It has been the topic of discussion for last three days. #NirbhayaInsulted continues to trend on twitter and only promises to grow following Youtube agreeing to take the BBC documentary India’s Daughter offline. Of course in this age of internet nothing ever disappears… and links of the documentary uploaded by various people are now being shared all over social networking sites. I managed to watch it courtesy one of those shares. Thankful for that, considering it helps me have a more informed understanding.
So what exactly is the question? Is it actually a documentary that should be banned… like Arnab Goswami pointed, “It is immoral”. For your information #NirbhayaInsulted is hash-tag used for his Newshour debate on the same topic.
Much has already been said by Arnab and the netizens of the country. Many believe that the documentary is indeed a shame. Plenty are furious over what they call an outlet for the rapist to express his point of view. And quite rightfully, that cannot be allowed. But then, I did watch the documentary and it did not come across as an attempt to provide the convicts a mouthpiece…
No I am not ecstatic about the film. It is a rather average documentary if you ask me. My grouse is that it does no justice
to the topic. In its attempt to stay objective (And I am not sure why a documentary on rape needs to be objective) it almost seems to have been scripted beyond the limits of a documentary. The interviews of the people seem artificial… the emotions of the parents do not quite come across, and the convict Mukesh spoke as if he was prepped up for it and even given pointers as to what he should say. Explain a person like Mukesh using the word ‘juvenile’ in his interview multiple times for the youngest convict [due to be released from jail in December this year]. And some very important ideas were not dealt with.
What upsets me is that a film not quite up to the mark manages to get the attention it does not deserve. So much that not only is the entire country talking about it… Freida Pinto and Meryl Streep, on March 9, will be present at the launch event of what is being labeled by its publicist as “a movement that has at its core” captured the “heinousness that was the case of the Delhi Gang rape incident” The event will be hosted at the 20th anniversary of the UN Fourth World Conference for Women in association with Vital Voices Global Partnership and the NGO Plan International. Frieda in fact steps in an associate producer.
But no the documentary does not scare me. And I would like to believe that it does not scare or scar any woman either. In contrast it left me angry. I would not like to demand the lawyers defending the convicts be stripped off their degrees and not allowed to practice. I would like to believe the same goes for everyone who’s watches it. I would like to believe that women who watch the film only come out more determined to fight it out. To NOT be scared. And men only more resolute to make this world a fairer place for the fairer sex.
Does this documentary deserve to be screened? If I have stood for AIB Roast, I would be a hypocrite to run this piece of work down.
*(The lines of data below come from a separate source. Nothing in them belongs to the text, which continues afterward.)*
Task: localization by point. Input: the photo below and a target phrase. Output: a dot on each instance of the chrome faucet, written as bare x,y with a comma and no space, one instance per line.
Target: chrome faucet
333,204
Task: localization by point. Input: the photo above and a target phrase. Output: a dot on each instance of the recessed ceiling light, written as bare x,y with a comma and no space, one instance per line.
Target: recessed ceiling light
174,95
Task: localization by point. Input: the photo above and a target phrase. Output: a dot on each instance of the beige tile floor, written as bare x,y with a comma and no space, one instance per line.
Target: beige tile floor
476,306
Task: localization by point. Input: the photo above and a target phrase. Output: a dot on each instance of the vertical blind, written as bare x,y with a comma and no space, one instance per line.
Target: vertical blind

Legalities could decide on that. If the filmmaker does not have a permission to telecast it from the authorities who permitted her to shoot – then it should not be screened. What we could also discuss – a more pertinent discussion for that matter – how did the filmmaker get permission to interview a death sentence convict when the matter is still sub-judice.
Otherwise, Arnab… or anyone else does not really have any business commenting on another channel’s ethics. Just like they did not have the right to comment on Arnab’s histrionics…
I would like to differ from Arnab. No sir, this film does not serve as a “subtle warning” to the women of the country and neither should it affect the society negatively. The society is already reeling under the mindset of people. The film need not discourage girls from being themselves… almost every parent already does that.
Arnab, I also do not agree to you when you say, “No right thinking Indian would watch it.” I suppose I do not need to explain why. Is journalism “turned upside down,” by the channels who produced this and wanted to air it? Let’s not get into mud-slinging, shall we? Because it may just sound vindictive on your part if we continue this…
I do however agree with you on one – The film cannot be shown to kids. The adults can make their own decision. I would say, yes Nirbhaya was insulted… but by the fact that the rapist still fight for their freedom.
I am humoured by the attempt to pull the film off Youtube. The Government of India needs a crash course of social media.
More importantly I am just happy that this one film has brought back to fore a discussion about the respect that we need to show towards our women folk. For that alone India’s Daughters was required!
Here’s what Tinam Bora, a young woman and our Associate Editor has to say about the film
“Words failed to express my disgust on seeing the rape convict justify his heinous crime. And it has not influenced me to believe that he is right. Rather, it has only motivated me to be a part of the movement against violence and crime against women. I believe there is no question of people being wrongly influenced by this video. Anyone with a right mind would take it as an eye opener and not as an unethical freedom of expression.”